New York City-based Zipnostic recruits emergency room physicians who confer with patients via a video setup. Zipnostic trains care coordinators to transport and use a proprietary mobile kit to the patient’s location. The kit contains hospital-grade examination equipment and is a modern version of the doctor’s bag. In addition to software that works with all the communications and medical equipment, the Zipnostic kit includes an ultra-high-resolution USB 3.0 camera for general, oral, dermatological, and otoscopic exams. Other components are a single system for listening to pulmonary, cardiac, and abdominal sounds, a 12-lead hospital-grade ECG, an ultrasound scanner, an oximeter, a spirometer, and more.
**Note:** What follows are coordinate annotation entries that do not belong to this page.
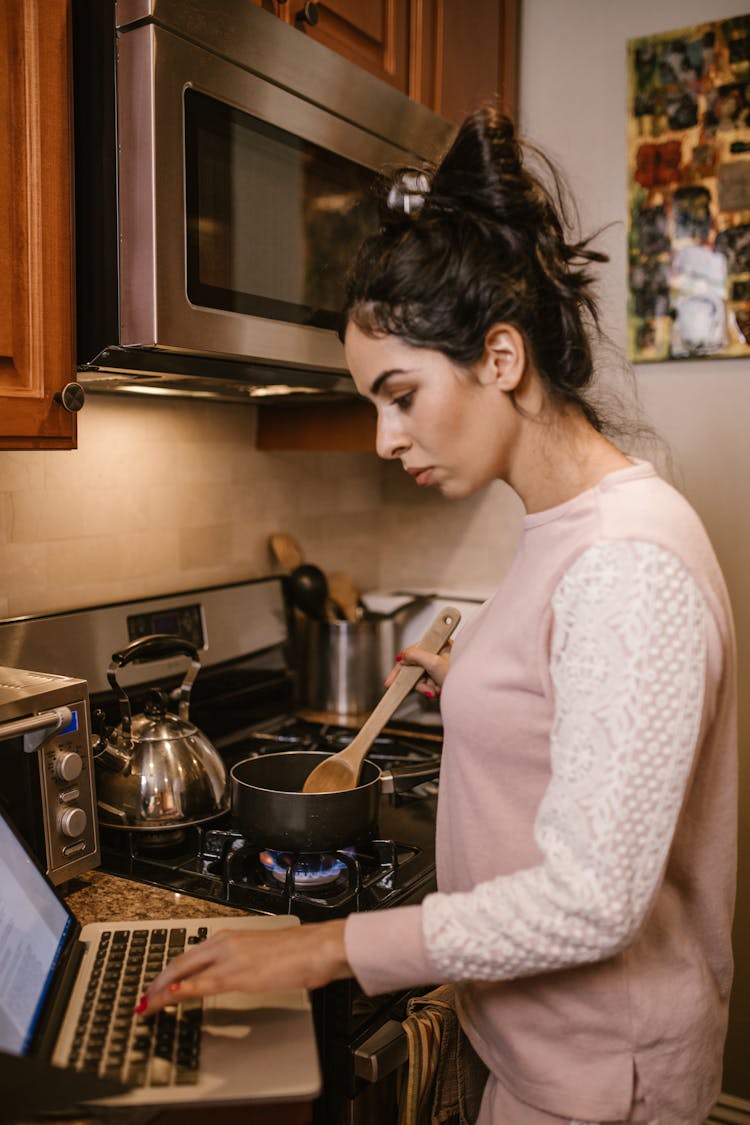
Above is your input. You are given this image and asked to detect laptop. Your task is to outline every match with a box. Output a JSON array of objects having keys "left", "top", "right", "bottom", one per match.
[{"left": 0, "top": 810, "right": 320, "bottom": 1108}]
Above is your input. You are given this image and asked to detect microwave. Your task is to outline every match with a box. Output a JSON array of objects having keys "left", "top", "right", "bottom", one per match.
[
  {"left": 73, "top": 0, "right": 454, "bottom": 403},
  {"left": 0, "top": 667, "right": 100, "bottom": 884}
]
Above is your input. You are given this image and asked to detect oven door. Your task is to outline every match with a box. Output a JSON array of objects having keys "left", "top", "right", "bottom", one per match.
[
  {"left": 314, "top": 980, "right": 427, "bottom": 1125},
  {"left": 117, "top": 24, "right": 405, "bottom": 372}
]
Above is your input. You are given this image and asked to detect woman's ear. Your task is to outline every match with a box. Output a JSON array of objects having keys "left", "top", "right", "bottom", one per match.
[{"left": 478, "top": 324, "right": 526, "bottom": 392}]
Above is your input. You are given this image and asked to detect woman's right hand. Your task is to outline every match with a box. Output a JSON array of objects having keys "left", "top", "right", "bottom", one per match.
[{"left": 386, "top": 640, "right": 453, "bottom": 696}]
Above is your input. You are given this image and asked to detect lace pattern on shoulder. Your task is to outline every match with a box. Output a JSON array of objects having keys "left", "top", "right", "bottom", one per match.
[{"left": 423, "top": 540, "right": 707, "bottom": 980}]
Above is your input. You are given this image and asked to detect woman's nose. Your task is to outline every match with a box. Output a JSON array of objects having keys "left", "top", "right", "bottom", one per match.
[{"left": 376, "top": 413, "right": 408, "bottom": 460}]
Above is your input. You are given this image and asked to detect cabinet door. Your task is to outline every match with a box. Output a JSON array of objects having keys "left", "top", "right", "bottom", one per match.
[
  {"left": 278, "top": 0, "right": 412, "bottom": 93},
  {"left": 408, "top": 0, "right": 518, "bottom": 125},
  {"left": 0, "top": 0, "right": 75, "bottom": 449}
]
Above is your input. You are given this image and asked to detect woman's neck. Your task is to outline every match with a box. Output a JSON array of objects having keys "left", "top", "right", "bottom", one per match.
[{"left": 508, "top": 411, "right": 632, "bottom": 515}]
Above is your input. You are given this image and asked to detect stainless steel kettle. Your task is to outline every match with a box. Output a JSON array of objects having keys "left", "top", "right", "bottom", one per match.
[{"left": 94, "top": 633, "right": 229, "bottom": 831}]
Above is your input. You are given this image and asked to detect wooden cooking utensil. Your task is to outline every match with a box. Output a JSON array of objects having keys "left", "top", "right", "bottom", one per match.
[
  {"left": 328, "top": 570, "right": 362, "bottom": 622},
  {"left": 269, "top": 531, "right": 305, "bottom": 574},
  {"left": 302, "top": 605, "right": 461, "bottom": 793}
]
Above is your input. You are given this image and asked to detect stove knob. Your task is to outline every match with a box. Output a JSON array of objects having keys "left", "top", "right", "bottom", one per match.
[
  {"left": 53, "top": 750, "right": 83, "bottom": 781},
  {"left": 60, "top": 809, "right": 89, "bottom": 839}
]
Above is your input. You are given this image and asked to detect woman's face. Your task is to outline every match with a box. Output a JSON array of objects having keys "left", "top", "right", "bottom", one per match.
[{"left": 345, "top": 323, "right": 519, "bottom": 498}]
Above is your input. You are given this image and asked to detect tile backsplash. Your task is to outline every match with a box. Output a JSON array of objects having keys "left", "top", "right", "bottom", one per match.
[{"left": 0, "top": 395, "right": 518, "bottom": 617}]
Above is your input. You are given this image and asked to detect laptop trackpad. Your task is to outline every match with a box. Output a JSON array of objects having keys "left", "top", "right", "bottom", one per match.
[{"left": 201, "top": 993, "right": 320, "bottom": 1100}]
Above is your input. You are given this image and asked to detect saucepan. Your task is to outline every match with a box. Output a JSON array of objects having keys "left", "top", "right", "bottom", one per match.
[
  {"left": 231, "top": 750, "right": 440, "bottom": 852},
  {"left": 231, "top": 606, "right": 460, "bottom": 853}
]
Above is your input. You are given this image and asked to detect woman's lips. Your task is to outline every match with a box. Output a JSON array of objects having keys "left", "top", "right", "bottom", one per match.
[{"left": 406, "top": 468, "right": 433, "bottom": 486}]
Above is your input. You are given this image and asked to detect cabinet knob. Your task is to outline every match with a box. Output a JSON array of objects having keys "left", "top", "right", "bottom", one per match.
[
  {"left": 295, "top": 0, "right": 319, "bottom": 27},
  {"left": 54, "top": 383, "right": 85, "bottom": 414}
]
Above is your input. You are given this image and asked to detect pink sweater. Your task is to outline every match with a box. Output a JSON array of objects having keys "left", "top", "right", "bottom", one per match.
[{"left": 346, "top": 462, "right": 737, "bottom": 1125}]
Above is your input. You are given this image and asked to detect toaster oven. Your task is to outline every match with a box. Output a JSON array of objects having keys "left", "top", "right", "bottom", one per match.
[{"left": 0, "top": 667, "right": 99, "bottom": 883}]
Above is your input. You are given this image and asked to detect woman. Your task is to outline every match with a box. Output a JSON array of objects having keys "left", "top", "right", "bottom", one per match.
[{"left": 144, "top": 109, "right": 737, "bottom": 1125}]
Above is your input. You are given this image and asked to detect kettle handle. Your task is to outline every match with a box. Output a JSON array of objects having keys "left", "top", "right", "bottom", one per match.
[{"left": 107, "top": 633, "right": 200, "bottom": 737}]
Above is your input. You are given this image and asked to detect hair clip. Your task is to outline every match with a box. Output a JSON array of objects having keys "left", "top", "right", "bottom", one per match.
[{"left": 388, "top": 172, "right": 430, "bottom": 215}]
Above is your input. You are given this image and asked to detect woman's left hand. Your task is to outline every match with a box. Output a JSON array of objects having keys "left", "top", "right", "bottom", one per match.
[{"left": 136, "top": 919, "right": 351, "bottom": 1016}]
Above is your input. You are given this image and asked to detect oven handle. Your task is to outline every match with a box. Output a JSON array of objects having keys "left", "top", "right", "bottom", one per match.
[
  {"left": 0, "top": 707, "right": 73, "bottom": 753},
  {"left": 353, "top": 1019, "right": 409, "bottom": 1082}
]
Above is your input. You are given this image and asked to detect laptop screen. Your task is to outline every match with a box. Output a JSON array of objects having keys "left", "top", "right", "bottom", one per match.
[{"left": 0, "top": 816, "right": 74, "bottom": 1054}]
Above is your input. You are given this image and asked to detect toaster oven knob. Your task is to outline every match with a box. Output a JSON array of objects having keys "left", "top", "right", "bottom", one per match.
[
  {"left": 53, "top": 750, "right": 83, "bottom": 781},
  {"left": 60, "top": 809, "right": 89, "bottom": 839}
]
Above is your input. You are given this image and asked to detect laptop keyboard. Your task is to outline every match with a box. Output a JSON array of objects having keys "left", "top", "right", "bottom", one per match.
[{"left": 67, "top": 925, "right": 206, "bottom": 1086}]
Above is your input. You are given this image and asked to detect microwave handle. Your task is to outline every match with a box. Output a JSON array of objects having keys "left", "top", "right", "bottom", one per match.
[{"left": 0, "top": 707, "right": 73, "bottom": 754}]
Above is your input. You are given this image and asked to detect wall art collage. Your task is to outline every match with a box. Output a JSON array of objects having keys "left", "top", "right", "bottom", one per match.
[{"left": 627, "top": 15, "right": 750, "bottom": 362}]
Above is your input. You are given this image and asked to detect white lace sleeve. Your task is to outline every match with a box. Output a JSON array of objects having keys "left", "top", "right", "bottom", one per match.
[{"left": 423, "top": 541, "right": 707, "bottom": 980}]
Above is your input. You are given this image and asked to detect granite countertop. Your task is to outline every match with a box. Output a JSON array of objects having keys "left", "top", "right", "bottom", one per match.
[
  {"left": 63, "top": 871, "right": 246, "bottom": 926},
  {"left": 16, "top": 871, "right": 311, "bottom": 1125}
]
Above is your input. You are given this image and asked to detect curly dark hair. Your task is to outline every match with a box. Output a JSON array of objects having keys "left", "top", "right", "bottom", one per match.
[{"left": 343, "top": 106, "right": 608, "bottom": 430}]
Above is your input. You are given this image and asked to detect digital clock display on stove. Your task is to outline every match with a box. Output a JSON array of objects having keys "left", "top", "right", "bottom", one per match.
[{"left": 127, "top": 602, "right": 207, "bottom": 649}]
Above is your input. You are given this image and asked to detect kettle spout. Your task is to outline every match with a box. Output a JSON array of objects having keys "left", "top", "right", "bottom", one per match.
[{"left": 93, "top": 738, "right": 133, "bottom": 776}]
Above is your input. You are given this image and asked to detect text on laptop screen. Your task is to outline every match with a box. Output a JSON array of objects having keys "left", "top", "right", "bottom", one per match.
[{"left": 0, "top": 817, "right": 72, "bottom": 1054}]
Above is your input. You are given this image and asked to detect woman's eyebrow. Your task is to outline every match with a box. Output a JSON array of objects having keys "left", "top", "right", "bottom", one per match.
[{"left": 370, "top": 367, "right": 406, "bottom": 395}]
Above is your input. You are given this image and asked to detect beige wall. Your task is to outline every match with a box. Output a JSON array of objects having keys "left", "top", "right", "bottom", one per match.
[
  {"left": 519, "top": 0, "right": 750, "bottom": 1098},
  {"left": 0, "top": 395, "right": 380, "bottom": 617}
]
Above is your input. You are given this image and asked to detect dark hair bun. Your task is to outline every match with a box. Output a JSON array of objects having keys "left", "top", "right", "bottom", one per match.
[{"left": 344, "top": 105, "right": 606, "bottom": 434}]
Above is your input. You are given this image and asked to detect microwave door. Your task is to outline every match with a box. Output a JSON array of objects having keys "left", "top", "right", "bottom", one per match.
[{"left": 117, "top": 25, "right": 416, "bottom": 372}]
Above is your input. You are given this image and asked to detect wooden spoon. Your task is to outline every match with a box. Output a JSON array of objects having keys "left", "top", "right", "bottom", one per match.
[
  {"left": 328, "top": 570, "right": 362, "bottom": 622},
  {"left": 269, "top": 531, "right": 304, "bottom": 574},
  {"left": 302, "top": 605, "right": 461, "bottom": 793}
]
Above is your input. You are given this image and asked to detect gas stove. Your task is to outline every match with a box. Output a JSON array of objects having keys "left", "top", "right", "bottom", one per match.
[
  {"left": 0, "top": 577, "right": 442, "bottom": 1125},
  {"left": 100, "top": 714, "right": 440, "bottom": 921}
]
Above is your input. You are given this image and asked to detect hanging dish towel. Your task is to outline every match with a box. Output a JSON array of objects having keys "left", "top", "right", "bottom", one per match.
[{"left": 398, "top": 984, "right": 488, "bottom": 1125}]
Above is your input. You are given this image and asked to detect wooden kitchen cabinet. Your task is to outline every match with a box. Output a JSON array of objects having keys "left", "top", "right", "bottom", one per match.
[{"left": 0, "top": 0, "right": 76, "bottom": 449}]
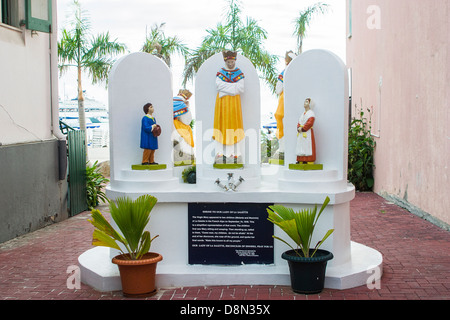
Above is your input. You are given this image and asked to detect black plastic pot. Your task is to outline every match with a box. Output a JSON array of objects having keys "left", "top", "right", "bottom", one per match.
[{"left": 281, "top": 250, "right": 333, "bottom": 294}]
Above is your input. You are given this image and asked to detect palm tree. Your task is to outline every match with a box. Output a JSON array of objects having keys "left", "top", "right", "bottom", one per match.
[
  {"left": 183, "top": 0, "right": 278, "bottom": 92},
  {"left": 58, "top": 0, "right": 125, "bottom": 136},
  {"left": 294, "top": 2, "right": 328, "bottom": 54},
  {"left": 141, "top": 23, "right": 189, "bottom": 67}
]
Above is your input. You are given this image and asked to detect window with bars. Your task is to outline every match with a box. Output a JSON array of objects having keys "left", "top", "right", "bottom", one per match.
[{"left": 0, "top": 0, "right": 52, "bottom": 33}]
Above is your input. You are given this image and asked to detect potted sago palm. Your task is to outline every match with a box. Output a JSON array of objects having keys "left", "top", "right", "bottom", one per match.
[
  {"left": 267, "top": 197, "right": 334, "bottom": 294},
  {"left": 88, "top": 195, "right": 162, "bottom": 297}
]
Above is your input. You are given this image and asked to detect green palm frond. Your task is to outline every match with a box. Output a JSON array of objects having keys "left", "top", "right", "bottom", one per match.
[
  {"left": 88, "top": 195, "right": 158, "bottom": 260},
  {"left": 293, "top": 2, "right": 329, "bottom": 54},
  {"left": 183, "top": 0, "right": 278, "bottom": 93},
  {"left": 141, "top": 23, "right": 190, "bottom": 67},
  {"left": 267, "top": 197, "right": 334, "bottom": 257}
]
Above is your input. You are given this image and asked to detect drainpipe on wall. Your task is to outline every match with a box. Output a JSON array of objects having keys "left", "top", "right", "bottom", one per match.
[{"left": 49, "top": 1, "right": 67, "bottom": 180}]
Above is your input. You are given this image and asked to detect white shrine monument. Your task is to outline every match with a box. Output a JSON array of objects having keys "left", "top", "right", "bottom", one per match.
[{"left": 78, "top": 50, "right": 382, "bottom": 291}]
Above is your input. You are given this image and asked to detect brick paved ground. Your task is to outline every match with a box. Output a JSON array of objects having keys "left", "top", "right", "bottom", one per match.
[{"left": 0, "top": 193, "right": 450, "bottom": 301}]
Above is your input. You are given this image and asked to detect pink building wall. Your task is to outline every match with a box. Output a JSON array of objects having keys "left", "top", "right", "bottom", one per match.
[{"left": 346, "top": 0, "right": 450, "bottom": 226}]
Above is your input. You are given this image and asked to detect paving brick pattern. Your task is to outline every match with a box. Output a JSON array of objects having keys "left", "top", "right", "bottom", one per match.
[{"left": 0, "top": 193, "right": 450, "bottom": 300}]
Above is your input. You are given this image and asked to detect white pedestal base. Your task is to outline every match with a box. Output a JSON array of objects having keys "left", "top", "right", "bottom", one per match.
[{"left": 78, "top": 242, "right": 383, "bottom": 292}]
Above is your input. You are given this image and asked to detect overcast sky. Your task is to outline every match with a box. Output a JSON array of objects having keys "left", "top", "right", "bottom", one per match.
[{"left": 57, "top": 0, "right": 346, "bottom": 119}]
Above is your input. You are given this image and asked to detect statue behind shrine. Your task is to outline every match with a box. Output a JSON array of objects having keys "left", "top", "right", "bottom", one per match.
[
  {"left": 140, "top": 103, "right": 161, "bottom": 165},
  {"left": 295, "top": 98, "right": 316, "bottom": 164},
  {"left": 172, "top": 89, "right": 194, "bottom": 163},
  {"left": 275, "top": 51, "right": 296, "bottom": 159},
  {"left": 213, "top": 51, "right": 245, "bottom": 164}
]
Zipnostic is currently running a pilot program in several New York City neighborhoods. Zipnostic’s on-call telemedicine model is a one-shop operation. The company recruits and trains care coordinators, recruits physicians, and markets the service to patients. The solution pitch for patients is that Zipnostic provides care at home at the patient’s convenience for a fraction of the cost of a visit to an emergency department or urgent care facility.